Skyro is a rapidly expanding fintech company serving thousands of customers in the Philippines through our lending business. Our mission is to evolve into a full-fledged financial ecosystem, delivering cutting-edge solutions that make financial services more accessible, efficient, and secure for everyone.
What you will do
Technical Execution:
Design, build, and maintain reliable infrastructure and platform services across multiple regions
Own reliability for assigned services, including SLI/SLO definition, monitoring, and improvement
Troubleshoot and resolve complex production issues across the full stack
Implement and improve Infrastructure as Code, CI/CD pipelines, and automation tooling
Drive architectural improvements that enhance availability, performance, and fault tolerance
Operational Excellence:
Lead incident response for critical production issues and conduct thorough postmortems
Develop and maintain runbooks, operational documentation, and recovery procedures
Contribute to DR strategy and participate in DR testing and chaos engineering exercises
Proactively identify reliability risks and implement preventive measures
Collaboration & Mentorship:
Mentor junior and mid-level engineers through code reviews, pairing, and knowledge sharing
Collaborate with product engineering teams on reliability requirements and best practices
Contribute to cross-team standards for observability, alerting, and incident management
Participate in architecture reviews and provide technical guidance on reliability decisions
Continuous Improvement:
Evaluate and recommend new tools, technologies, and methodologies to improve SRE practices
Automate toil and repetitive operational tasks to improve team efficiency
Contribute to capacity planning and cost optimization initiatives
Stay current with industry trends in reliability engineering and cloud infrastructure
What you should have:
5+ years of experience in SRE, infrastructure engineering, or platform engineering
Strong expertise in distributed systems, reliability patterns, and fault-tolerant architecture
Solid programming skills in Python, Go, or similar languages, with scripting proficiency (Bash)

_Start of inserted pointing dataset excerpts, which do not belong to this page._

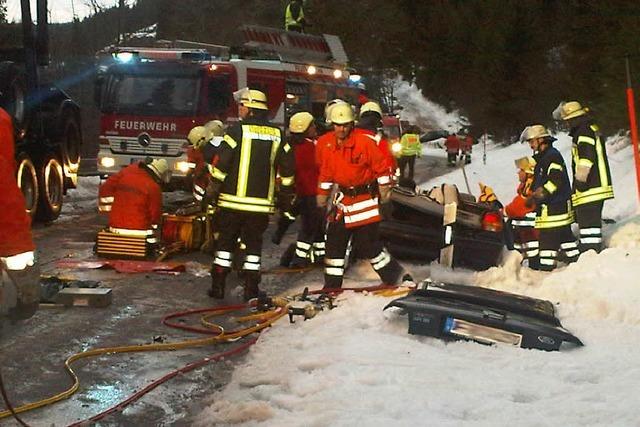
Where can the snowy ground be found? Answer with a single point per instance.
(356, 365)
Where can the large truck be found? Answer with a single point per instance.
(150, 97)
(47, 125)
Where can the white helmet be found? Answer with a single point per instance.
(300, 122)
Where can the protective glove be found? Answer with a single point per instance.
(322, 200)
(385, 193)
(211, 194)
(581, 186)
(286, 199)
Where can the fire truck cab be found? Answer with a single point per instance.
(151, 97)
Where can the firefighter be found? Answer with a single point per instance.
(591, 173)
(294, 17)
(521, 218)
(551, 194)
(310, 244)
(357, 167)
(133, 199)
(466, 146)
(452, 145)
(243, 187)
(19, 271)
(369, 124)
(410, 149)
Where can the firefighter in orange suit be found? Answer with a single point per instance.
(19, 272)
(522, 218)
(357, 167)
(133, 199)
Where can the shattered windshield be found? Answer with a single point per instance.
(152, 95)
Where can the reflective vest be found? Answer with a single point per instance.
(291, 21)
(589, 151)
(355, 166)
(251, 155)
(550, 173)
(15, 224)
(411, 145)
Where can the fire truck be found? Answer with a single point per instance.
(46, 120)
(150, 97)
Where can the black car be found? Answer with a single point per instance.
(413, 228)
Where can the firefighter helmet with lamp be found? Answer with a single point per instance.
(300, 122)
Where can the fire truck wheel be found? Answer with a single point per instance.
(28, 182)
(12, 91)
(70, 144)
(51, 186)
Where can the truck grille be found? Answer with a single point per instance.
(156, 146)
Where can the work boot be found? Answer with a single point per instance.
(218, 278)
(251, 289)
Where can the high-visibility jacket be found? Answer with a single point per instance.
(251, 155)
(136, 199)
(411, 145)
(15, 224)
(294, 16)
(554, 209)
(354, 165)
(307, 169)
(383, 145)
(452, 144)
(589, 151)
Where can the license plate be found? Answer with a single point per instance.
(480, 333)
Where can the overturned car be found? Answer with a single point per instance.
(414, 228)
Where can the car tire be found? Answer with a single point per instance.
(27, 178)
(51, 189)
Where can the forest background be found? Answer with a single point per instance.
(503, 64)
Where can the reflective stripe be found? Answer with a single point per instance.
(334, 262)
(128, 232)
(381, 260)
(595, 231)
(334, 271)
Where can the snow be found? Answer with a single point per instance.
(357, 365)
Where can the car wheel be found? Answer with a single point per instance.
(51, 186)
(27, 179)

Deep hands-on experience with Kubernetes operations and troubleshooting at scale
Strong experience with public cloud platforms (AWS, GCP) in production environments
Proficient with Infrastructure as Code (Terraform, Terragrunt) including module development
Strong observability skills: Prometheus, Grafana, distributed tracing, and centralized logging
Experience defining and maintaining SLIs/SLOs for production services
Proven ability to lead incident response and drive meaningful postmortems
Nice to have:
Database operations experience (PostgreSQL, MongoDB, ClickHouse)

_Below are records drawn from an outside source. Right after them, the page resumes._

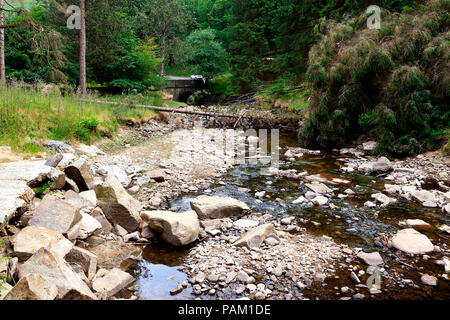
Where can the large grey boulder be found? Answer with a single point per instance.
(255, 237)
(110, 254)
(175, 228)
(33, 287)
(382, 165)
(56, 214)
(15, 197)
(371, 259)
(32, 238)
(112, 282)
(80, 172)
(56, 271)
(117, 204)
(412, 242)
(218, 207)
(33, 173)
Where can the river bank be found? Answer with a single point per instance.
(313, 219)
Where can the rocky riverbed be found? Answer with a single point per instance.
(319, 226)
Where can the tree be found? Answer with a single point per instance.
(163, 19)
(205, 56)
(2, 44)
(83, 90)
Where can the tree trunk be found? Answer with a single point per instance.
(162, 70)
(83, 89)
(2, 45)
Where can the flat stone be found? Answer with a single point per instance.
(32, 238)
(15, 197)
(56, 214)
(218, 207)
(56, 271)
(178, 229)
(33, 173)
(111, 283)
(117, 205)
(412, 242)
(80, 172)
(371, 259)
(110, 254)
(33, 287)
(255, 237)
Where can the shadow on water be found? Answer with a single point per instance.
(349, 222)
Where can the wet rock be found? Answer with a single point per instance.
(56, 271)
(428, 280)
(412, 242)
(318, 188)
(255, 237)
(54, 160)
(218, 207)
(85, 259)
(419, 225)
(117, 205)
(56, 214)
(77, 200)
(30, 239)
(33, 287)
(106, 226)
(112, 282)
(157, 175)
(245, 223)
(371, 259)
(33, 173)
(178, 229)
(90, 151)
(15, 197)
(383, 199)
(382, 165)
(80, 172)
(110, 254)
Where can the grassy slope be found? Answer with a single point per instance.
(28, 116)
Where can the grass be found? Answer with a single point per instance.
(30, 115)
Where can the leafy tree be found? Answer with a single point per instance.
(206, 56)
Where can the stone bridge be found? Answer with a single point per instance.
(183, 87)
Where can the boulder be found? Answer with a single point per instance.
(383, 199)
(33, 287)
(412, 242)
(84, 258)
(423, 196)
(56, 271)
(419, 225)
(33, 173)
(15, 197)
(32, 238)
(90, 151)
(177, 229)
(112, 282)
(218, 207)
(107, 227)
(88, 226)
(371, 259)
(255, 237)
(110, 254)
(80, 172)
(53, 161)
(77, 200)
(56, 214)
(318, 188)
(117, 205)
(158, 175)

GitLab CI/CD pipelines and Helm chart development
Financial services or regulated environment background
Experience with XaaS platforms (S3, DBaaS, VMaaS, CDNaaS)

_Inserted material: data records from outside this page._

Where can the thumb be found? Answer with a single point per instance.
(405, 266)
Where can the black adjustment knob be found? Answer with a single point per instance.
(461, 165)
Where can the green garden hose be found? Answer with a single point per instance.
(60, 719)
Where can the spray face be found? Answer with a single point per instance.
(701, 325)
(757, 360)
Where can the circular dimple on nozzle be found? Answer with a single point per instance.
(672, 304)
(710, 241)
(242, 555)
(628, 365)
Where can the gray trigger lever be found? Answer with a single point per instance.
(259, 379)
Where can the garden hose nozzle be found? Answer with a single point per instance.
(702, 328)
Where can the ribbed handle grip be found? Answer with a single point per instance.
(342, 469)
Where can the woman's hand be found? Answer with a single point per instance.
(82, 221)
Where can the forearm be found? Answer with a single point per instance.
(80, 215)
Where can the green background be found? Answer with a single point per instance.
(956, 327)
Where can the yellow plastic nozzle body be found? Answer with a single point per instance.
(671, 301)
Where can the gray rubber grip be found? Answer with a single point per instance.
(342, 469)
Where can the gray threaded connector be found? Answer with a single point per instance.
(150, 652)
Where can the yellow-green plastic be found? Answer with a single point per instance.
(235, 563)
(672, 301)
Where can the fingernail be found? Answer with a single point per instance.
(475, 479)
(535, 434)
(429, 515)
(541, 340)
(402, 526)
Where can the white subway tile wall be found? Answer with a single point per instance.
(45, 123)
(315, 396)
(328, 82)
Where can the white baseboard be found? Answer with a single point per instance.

Familiarity with security and compliance frameworks (ISO 27001, SOC 2, NIST)
Chaos engineering or DR testing experience
What happens after you apply?
We review applications on a rolling basis and aim to get back within 2–3 business days. If there’s a fit, we’ll reach out. If you don’t hear from us within 2–3 weeks – consider it a pass. Thanks for taking the time – we appreciate your interest. 🚀
Collaboration Notice
Please note that the workday should start no later than 2 PM (GMT+8)/7 AM (CET) to ensure effective collaboration within our international team.